Current Synthetic and Systems Biology

Current Synthetic and Systems Biology
Open Access

ISSN: 2332-0737



Optimal Design of Robust Synthetic Biological Oscillators

Chia-Hua Chuang and Chun-Liang Lin

This paper applies a real structural genetic algorithm (RSGA) to simultaneously identify network structure and estimate system parameters for a robust biological oscillator with specific oscillation frequency. At present, a repressilator with oscillation phenomenon has been successfully built in Escherichia coli (E. coli) and its function is to harmonize cell-cell communication. However, stochastic molecular perturbations may affect the oscillatory behaviors and the network structure is unknown beforehand.
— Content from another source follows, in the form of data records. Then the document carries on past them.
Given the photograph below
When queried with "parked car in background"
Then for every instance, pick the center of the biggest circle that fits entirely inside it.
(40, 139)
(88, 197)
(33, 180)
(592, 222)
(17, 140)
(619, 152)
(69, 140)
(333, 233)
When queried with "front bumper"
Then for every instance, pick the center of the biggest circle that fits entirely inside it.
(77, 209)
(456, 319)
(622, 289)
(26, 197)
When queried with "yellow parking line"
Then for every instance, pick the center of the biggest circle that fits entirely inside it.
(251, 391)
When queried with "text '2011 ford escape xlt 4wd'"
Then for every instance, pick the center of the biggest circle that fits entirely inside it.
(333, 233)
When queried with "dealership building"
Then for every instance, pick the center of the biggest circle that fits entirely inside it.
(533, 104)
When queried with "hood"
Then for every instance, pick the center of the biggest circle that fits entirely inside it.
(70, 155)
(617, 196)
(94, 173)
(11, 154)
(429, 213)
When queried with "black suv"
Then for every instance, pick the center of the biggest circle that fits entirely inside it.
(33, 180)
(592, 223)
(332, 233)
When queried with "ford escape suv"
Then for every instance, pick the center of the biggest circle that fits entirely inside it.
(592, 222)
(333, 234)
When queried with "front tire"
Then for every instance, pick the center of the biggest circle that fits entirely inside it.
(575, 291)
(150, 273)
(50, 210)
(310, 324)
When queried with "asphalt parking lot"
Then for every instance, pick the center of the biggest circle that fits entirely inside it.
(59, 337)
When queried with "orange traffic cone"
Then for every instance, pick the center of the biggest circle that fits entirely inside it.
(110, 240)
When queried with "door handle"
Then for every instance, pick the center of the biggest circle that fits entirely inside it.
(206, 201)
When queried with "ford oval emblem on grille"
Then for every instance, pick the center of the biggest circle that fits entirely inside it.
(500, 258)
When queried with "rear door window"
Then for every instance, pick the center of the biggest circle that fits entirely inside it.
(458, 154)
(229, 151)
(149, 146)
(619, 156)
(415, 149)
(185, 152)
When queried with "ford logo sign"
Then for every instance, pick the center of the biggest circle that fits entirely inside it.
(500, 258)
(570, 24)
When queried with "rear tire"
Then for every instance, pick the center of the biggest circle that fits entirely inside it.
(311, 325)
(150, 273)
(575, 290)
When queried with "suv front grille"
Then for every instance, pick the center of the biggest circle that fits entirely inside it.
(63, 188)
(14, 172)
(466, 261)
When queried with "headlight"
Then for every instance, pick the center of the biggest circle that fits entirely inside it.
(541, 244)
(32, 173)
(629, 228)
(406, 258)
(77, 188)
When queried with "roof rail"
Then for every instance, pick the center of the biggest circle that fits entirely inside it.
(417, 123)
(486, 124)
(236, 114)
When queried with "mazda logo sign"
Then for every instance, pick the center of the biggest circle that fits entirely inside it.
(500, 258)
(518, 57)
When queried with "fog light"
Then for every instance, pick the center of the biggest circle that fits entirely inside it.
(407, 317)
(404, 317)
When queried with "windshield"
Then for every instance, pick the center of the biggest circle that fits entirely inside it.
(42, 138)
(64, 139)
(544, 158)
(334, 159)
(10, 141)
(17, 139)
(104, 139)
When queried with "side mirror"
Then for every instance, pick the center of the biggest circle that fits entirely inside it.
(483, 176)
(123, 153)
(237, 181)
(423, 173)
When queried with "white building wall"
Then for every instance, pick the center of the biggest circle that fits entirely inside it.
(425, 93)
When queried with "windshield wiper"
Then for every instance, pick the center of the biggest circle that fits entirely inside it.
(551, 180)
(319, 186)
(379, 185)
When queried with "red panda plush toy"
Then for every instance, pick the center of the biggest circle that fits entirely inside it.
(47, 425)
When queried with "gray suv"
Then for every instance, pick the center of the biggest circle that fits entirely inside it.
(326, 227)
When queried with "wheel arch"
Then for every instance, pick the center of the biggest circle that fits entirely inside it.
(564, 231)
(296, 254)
We use a stochastic S-system model to capture the dynamic behavior and the network topology for the biological oscillator under the perturbational environments, transform a robust synthetic design problem to a robust multi-objective optimization problem, and introduce the RSGA to solve this problem based on the design specification. The optimal parameters and the simplest structure are simultaneously searched such that the cost function related to tracking error of sinusoidal signal and the number of reaction pathways is minimized. Numerical experimental results in silico show that the proposed method is effective to synthesize robust biological oscillators implementing the particular oscillatory functions when the networks are influenced by intrinsic and extrinsic stochastic molecular perturbations.